Although 31% of the cohort was currently dependent on substances and might suffer from some deficits in executive function and inhibitory cognitive control [2], none was found who has ever tried out said cognition enhancing effects of ADD [4]. In contrast to anticholinergic drugs, which have been described to have (minor) euphoriant and stimulating effects in psychiatric patients taking neuroleptics [8], cases of ADD being addictive could not be found in literature, which was confirmed in this study. Recent preclinical data even suggest antiaddictive properties of ADD [3,9]. However, a good portion of the cohort (33.4%) did not agree with participation in the study, which bears the risk of an underestimation of ADD being misused.
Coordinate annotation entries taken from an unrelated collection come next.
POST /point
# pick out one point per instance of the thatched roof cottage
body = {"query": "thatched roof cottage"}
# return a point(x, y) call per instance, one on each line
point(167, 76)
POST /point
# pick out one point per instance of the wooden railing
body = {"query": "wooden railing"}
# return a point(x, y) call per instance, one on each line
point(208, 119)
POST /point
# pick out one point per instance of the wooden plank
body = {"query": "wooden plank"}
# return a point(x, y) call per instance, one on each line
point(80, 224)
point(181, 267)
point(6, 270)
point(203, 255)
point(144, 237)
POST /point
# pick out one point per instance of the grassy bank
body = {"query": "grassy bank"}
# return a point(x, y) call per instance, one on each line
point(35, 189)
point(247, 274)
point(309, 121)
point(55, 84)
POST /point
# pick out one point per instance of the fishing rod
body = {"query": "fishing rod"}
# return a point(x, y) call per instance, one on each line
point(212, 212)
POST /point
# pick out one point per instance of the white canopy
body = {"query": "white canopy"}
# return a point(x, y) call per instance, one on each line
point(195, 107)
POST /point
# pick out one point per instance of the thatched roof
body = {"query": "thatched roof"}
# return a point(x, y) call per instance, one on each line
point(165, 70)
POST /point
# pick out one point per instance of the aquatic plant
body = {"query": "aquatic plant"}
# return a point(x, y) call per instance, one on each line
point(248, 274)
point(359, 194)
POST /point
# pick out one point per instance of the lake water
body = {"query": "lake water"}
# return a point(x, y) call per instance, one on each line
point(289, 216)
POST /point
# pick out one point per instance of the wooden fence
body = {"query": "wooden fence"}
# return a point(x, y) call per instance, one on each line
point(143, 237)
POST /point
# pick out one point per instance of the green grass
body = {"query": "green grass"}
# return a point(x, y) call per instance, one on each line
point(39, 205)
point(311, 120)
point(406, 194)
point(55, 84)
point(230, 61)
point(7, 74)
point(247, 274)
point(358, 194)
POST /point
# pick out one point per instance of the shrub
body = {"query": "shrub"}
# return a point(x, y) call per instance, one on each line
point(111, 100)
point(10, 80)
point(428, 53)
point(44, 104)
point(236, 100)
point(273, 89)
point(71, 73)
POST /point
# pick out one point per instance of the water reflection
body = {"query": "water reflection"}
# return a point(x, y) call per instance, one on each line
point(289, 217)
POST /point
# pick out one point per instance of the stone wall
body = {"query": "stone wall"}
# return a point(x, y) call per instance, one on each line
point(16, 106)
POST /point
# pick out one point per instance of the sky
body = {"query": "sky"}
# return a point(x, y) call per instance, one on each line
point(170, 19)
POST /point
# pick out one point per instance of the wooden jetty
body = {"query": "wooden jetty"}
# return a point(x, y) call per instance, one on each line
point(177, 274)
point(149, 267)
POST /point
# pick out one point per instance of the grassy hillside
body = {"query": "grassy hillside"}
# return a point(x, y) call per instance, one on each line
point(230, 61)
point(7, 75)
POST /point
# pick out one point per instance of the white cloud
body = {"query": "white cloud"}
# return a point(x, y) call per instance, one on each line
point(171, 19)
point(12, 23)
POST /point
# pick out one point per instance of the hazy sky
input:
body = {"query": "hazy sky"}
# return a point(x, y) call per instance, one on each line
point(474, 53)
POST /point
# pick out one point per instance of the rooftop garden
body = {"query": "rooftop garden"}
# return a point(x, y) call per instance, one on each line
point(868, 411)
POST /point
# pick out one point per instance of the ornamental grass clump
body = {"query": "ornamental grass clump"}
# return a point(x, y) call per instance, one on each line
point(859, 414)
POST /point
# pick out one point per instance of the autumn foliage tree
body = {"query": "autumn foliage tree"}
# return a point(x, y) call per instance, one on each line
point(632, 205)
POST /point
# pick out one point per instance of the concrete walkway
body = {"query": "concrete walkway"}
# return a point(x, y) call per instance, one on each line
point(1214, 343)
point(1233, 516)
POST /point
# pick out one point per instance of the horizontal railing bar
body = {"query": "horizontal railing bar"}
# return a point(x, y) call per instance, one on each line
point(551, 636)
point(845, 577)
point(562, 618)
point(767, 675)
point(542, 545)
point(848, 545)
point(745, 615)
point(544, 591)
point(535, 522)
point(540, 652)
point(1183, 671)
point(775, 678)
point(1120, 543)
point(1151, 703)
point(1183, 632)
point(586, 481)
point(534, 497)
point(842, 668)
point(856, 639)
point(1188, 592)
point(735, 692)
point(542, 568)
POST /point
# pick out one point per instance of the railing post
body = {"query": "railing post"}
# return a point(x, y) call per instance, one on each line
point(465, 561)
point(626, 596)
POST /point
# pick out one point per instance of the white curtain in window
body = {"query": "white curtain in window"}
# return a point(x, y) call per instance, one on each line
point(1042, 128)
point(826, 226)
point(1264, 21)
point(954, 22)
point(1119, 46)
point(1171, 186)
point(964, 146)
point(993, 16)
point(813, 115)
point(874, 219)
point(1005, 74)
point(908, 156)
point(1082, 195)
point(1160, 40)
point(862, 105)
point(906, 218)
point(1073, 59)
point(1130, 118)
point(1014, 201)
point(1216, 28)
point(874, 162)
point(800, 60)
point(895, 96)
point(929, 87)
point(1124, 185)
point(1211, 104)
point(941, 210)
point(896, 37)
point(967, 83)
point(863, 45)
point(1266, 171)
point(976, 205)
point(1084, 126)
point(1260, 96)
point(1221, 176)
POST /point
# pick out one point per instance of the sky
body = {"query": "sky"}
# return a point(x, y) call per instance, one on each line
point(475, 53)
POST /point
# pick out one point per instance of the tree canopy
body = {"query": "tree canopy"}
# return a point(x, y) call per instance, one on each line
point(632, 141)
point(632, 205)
A misuse of ADD in the elderly non-demented hospital population could not be identified which did not support a potential addiction potential of these drugs.
U.B. received fees for lectures and the organization of training courses by the following pharmaceutical companies: Actelion, Boehringer-Ingelheim, Bristol-Myers Squibb, esparma, GlaxoSmithKline, Janssen-Cilag, Lilly, Lundbeck, Merz, and Servier. N. J.C.C. had no conflict of interest.